En passant la porte de la maison des Dargaud, j'ai l'impression de remettre les pieds dans un village natal ou une maison de vacances dans laquelle j'aurais passé tous mes étés. Leur demeure c'est un peu ma madeleine de Proust. J'ai passé tellement de temps chez eux qu'une grande partie de mes souvenirs sont liés à cet endroit. C'est vrai qu'éviter d'y retourner n'était sûrement pas la meilleure des idées et je me doutais bien que ça ne pourrait pas durer éternellement. Cependant ces quelques semaines m'ont, je pense, été bénéfiques. Plus de Marc par-ci et Marc par-là, il n'est plus que le frère de ma meilleure amie qui part bientôt à l'étranger.
Lydie me traîne toute excitée vers un des canapés avant de courir chercher on ne sait quoi là-haut . J'observe pour la énième fois ce salon où rien n'a changé en mon absence. Tout est toujours aussi propre, pas un objet en trop. Tout est à sa place dans cette pièce pensée au millimètre près. Je m'enfonce dans le canapé d'angle avant d'attraper le plaid couleur crème que j'aime tant afin de le placer sur mes jambes croisées en tailleur (aka la position du lotus d'après ma mère). Lydie revient à ce moment en faisant claquer ses chaussons licornes dans l'escalier, les bras pleins de brochures de couleurs diverses et variées. C'est ainsi que quelques minutes plus tard je me retrouve ensevelie par les revues et brochures en question pendant que Lydie me mitraille de propositions de formation.
Vingt minutes plus tard, je n'en peux déjà plus. Lydie joue le rôle d'une conseillère d'orientation démoniaque qui essaierait de me tuer à coup d'acronymes farfelus. Je n'ai jamais vraiment aimé l'école mais là c'est pire que tout ; elle me fait un cours sur les études. J'essaie alors de sauver ce qui reste de mon cerveau, une grande partie ayant été réduite en bouillie par ce flot continu supersonique d'informations, en l'interrompant.
- Lydie ! je m'exclame soudainement. Stop ! Stop ! Stop !
- Qu'est-ce qui se passe ? me demande-t-elle surprise en quittant des yeux la brochure bleu foncé qu'elle tient dans les mains.
- Je ne comprends rien à ton charabia.
- C'est simple, Monsieur Cordier nous en a parlé plein de fois ; tu peux aller en MPSI, PCSI, PTSI et surtout n'oublions pas ma préférée : la BCPST.
- Tu veux dire que je peux aller en prépa scientifique quoi ?

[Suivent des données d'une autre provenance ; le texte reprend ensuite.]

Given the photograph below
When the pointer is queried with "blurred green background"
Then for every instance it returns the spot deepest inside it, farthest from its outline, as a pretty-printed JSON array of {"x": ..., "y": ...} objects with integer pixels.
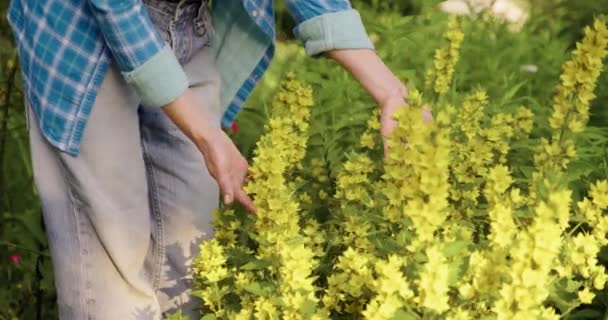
[{"x": 405, "y": 32}]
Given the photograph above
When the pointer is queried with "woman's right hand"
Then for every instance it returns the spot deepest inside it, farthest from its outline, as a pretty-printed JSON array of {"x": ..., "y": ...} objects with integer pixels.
[{"x": 224, "y": 161}]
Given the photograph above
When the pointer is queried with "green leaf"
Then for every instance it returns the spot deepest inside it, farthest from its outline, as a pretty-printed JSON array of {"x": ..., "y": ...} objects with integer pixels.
[
  {"x": 404, "y": 315},
  {"x": 455, "y": 248},
  {"x": 209, "y": 316},
  {"x": 256, "y": 265},
  {"x": 257, "y": 289},
  {"x": 586, "y": 314}
]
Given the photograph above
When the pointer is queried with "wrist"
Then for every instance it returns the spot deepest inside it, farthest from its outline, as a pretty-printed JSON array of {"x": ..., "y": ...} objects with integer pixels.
[
  {"x": 392, "y": 95},
  {"x": 190, "y": 118}
]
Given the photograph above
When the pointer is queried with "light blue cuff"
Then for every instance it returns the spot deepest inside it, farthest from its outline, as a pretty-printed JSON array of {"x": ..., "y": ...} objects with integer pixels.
[
  {"x": 336, "y": 30},
  {"x": 160, "y": 80}
]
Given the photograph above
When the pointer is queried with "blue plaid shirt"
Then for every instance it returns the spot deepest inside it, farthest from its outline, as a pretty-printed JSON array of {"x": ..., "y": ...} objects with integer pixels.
[{"x": 66, "y": 46}]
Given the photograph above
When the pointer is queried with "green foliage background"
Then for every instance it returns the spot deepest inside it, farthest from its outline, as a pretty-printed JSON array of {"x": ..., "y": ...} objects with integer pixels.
[{"x": 405, "y": 32}]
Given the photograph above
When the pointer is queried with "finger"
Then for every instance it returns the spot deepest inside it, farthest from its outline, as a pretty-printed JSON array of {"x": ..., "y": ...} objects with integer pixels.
[
  {"x": 243, "y": 198},
  {"x": 227, "y": 190}
]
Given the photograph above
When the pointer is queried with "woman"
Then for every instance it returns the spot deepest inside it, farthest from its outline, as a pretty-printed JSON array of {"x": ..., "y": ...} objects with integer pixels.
[{"x": 126, "y": 99}]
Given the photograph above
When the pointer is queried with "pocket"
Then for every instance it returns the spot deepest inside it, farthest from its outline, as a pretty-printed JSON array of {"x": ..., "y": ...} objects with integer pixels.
[
  {"x": 192, "y": 31},
  {"x": 161, "y": 14},
  {"x": 203, "y": 24}
]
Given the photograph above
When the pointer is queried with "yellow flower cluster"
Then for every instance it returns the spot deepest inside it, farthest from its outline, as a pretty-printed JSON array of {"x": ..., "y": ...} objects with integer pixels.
[
  {"x": 416, "y": 173},
  {"x": 440, "y": 76},
  {"x": 449, "y": 231},
  {"x": 572, "y": 100},
  {"x": 478, "y": 147}
]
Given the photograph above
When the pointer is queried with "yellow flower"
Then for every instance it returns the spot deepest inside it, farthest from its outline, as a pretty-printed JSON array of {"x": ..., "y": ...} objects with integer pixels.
[{"x": 586, "y": 296}]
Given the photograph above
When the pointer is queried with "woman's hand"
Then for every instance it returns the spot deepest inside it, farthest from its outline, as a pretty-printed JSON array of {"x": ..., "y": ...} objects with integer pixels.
[
  {"x": 224, "y": 161},
  {"x": 379, "y": 82}
]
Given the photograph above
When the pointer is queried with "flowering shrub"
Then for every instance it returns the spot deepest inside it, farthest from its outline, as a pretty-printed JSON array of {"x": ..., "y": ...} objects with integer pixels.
[{"x": 446, "y": 227}]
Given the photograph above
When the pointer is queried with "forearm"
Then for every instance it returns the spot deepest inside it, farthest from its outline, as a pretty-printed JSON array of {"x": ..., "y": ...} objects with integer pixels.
[{"x": 375, "y": 77}]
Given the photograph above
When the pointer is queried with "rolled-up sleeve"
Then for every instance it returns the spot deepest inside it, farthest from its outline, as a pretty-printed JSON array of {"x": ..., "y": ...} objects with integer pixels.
[
  {"x": 147, "y": 63},
  {"x": 328, "y": 25}
]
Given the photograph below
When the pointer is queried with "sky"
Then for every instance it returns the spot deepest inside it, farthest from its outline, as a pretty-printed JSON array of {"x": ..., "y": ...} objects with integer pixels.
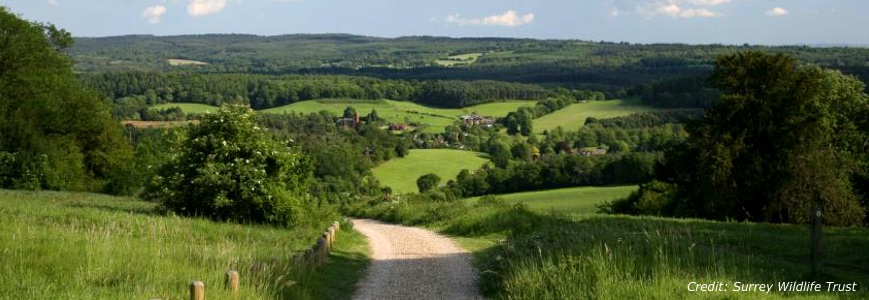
[{"x": 757, "y": 22}]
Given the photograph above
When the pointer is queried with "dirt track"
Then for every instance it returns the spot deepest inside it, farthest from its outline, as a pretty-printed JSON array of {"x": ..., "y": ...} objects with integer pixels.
[{"x": 414, "y": 263}]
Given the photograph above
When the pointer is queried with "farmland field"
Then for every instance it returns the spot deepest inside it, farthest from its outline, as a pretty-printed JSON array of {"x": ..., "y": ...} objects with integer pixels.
[
  {"x": 568, "y": 200},
  {"x": 402, "y": 111},
  {"x": 573, "y": 117},
  {"x": 401, "y": 173},
  {"x": 459, "y": 60},
  {"x": 187, "y": 108},
  {"x": 89, "y": 246},
  {"x": 185, "y": 62}
]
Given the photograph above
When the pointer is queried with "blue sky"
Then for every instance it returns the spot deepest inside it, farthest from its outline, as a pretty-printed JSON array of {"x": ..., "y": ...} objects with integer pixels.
[{"x": 768, "y": 22}]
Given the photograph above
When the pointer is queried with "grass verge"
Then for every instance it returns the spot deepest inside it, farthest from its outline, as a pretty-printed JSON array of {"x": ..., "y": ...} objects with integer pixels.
[
  {"x": 560, "y": 256},
  {"x": 88, "y": 246}
]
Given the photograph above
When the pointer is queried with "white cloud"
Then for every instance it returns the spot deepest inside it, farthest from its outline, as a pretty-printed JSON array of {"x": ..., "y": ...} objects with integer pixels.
[
  {"x": 199, "y": 8},
  {"x": 674, "y": 8},
  {"x": 707, "y": 2},
  {"x": 508, "y": 19},
  {"x": 776, "y": 12},
  {"x": 154, "y": 13}
]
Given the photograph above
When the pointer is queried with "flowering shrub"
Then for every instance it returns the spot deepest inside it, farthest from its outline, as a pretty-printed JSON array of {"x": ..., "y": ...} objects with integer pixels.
[{"x": 228, "y": 168}]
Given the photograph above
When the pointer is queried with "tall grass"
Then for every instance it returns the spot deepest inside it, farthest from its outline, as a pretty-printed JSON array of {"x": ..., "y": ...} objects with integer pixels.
[
  {"x": 552, "y": 256},
  {"x": 87, "y": 246}
]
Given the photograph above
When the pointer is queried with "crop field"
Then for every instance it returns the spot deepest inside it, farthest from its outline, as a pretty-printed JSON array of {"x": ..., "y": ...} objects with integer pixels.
[
  {"x": 434, "y": 119},
  {"x": 401, "y": 173},
  {"x": 568, "y": 200},
  {"x": 573, "y": 117},
  {"x": 89, "y": 246},
  {"x": 188, "y": 108}
]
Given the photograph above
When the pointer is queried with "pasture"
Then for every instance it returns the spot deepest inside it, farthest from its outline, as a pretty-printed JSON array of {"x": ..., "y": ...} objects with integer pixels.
[
  {"x": 187, "y": 108},
  {"x": 567, "y": 200},
  {"x": 432, "y": 119},
  {"x": 175, "y": 62},
  {"x": 459, "y": 60},
  {"x": 401, "y": 173},
  {"x": 573, "y": 117},
  {"x": 89, "y": 246}
]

- Oui ! On pourrait aller toutes les deux à Clémenceau ! se réjouit-elle. Avec tes notes ça devrait passer, j'espère juste que tes appréciations ne sont pas trop ... s'interrompt-elle un instant le temps de trouver un qualificatif correct. J'espère qu'elles ne sont pas trop négatives. Enfin tu sais tu as tendance à...

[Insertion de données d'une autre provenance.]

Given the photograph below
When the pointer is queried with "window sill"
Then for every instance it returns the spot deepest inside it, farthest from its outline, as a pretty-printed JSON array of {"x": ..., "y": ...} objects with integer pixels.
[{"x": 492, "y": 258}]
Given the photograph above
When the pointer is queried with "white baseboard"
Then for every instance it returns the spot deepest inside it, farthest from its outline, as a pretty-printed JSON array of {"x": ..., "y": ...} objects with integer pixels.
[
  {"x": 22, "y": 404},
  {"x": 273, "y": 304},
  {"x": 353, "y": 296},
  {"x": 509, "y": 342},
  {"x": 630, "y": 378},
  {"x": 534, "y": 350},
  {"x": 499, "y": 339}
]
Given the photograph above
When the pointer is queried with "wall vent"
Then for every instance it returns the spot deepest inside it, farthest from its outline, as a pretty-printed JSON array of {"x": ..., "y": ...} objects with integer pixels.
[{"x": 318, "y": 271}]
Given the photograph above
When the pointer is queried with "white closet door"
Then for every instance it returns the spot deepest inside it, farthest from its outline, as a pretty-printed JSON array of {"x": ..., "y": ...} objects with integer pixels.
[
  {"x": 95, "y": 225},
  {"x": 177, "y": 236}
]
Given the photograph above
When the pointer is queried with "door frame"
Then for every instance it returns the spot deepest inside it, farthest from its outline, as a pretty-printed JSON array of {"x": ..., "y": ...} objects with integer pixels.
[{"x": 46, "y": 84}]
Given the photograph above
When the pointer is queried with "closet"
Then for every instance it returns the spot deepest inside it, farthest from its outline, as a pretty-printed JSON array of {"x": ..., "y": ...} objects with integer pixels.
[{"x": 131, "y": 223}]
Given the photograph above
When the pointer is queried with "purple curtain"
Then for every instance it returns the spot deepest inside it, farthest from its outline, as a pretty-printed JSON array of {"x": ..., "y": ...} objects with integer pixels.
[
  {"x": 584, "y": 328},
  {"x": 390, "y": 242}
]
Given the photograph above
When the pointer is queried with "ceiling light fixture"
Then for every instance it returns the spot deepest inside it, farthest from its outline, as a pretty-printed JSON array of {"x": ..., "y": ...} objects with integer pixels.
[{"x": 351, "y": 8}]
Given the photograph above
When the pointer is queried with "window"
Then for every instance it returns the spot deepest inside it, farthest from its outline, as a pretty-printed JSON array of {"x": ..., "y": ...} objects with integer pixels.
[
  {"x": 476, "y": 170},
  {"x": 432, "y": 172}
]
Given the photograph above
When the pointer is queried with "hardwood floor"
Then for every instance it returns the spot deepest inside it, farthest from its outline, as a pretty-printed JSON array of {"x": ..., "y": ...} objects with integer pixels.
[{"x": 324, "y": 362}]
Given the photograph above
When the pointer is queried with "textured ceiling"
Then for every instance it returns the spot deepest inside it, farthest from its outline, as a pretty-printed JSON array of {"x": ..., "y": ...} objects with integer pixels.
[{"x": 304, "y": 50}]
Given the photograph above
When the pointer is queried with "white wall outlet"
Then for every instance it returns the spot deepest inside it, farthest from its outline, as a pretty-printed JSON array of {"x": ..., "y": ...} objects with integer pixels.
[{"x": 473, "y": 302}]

- Ne rien faire en cours ? je lui suggère.
- Euh ouais.
Elle est mignonne à vouloir me ménager, mais je sais très bien que je suis loin d'être la chouchoute. En général le fait que j'ai d'excellents résultats malgré mon attitude détachée me rend bien plus agaçante et méprisable aux yeux de nos chers professeurs que le plus perturbateur des élèves. Mais je n'ai jamais vraiment cherché leur approbation et n'ayant pas de projets particuliers en tête, je ne me suis jamais inquiétée de leurs commentaires sur mes bulletins. Au contraire, mon père les gardait bien précieusement pour les ressortir une fois de temps en temps et en rire avec moi. On avait pour habitude de choisir chacun une appréciation avant de demander à ma mère de déterminer qui avait trouvé la pire. En effet, je crois qu'on peut dire que je n'ai pas la plus conventionnelle des familles. Mes parents m'ont toujours laissé très libre de me tourner vers ce que je souhaitais et c'est justement parce que mes résultats sont bons qu'ils ne se font pas de souci.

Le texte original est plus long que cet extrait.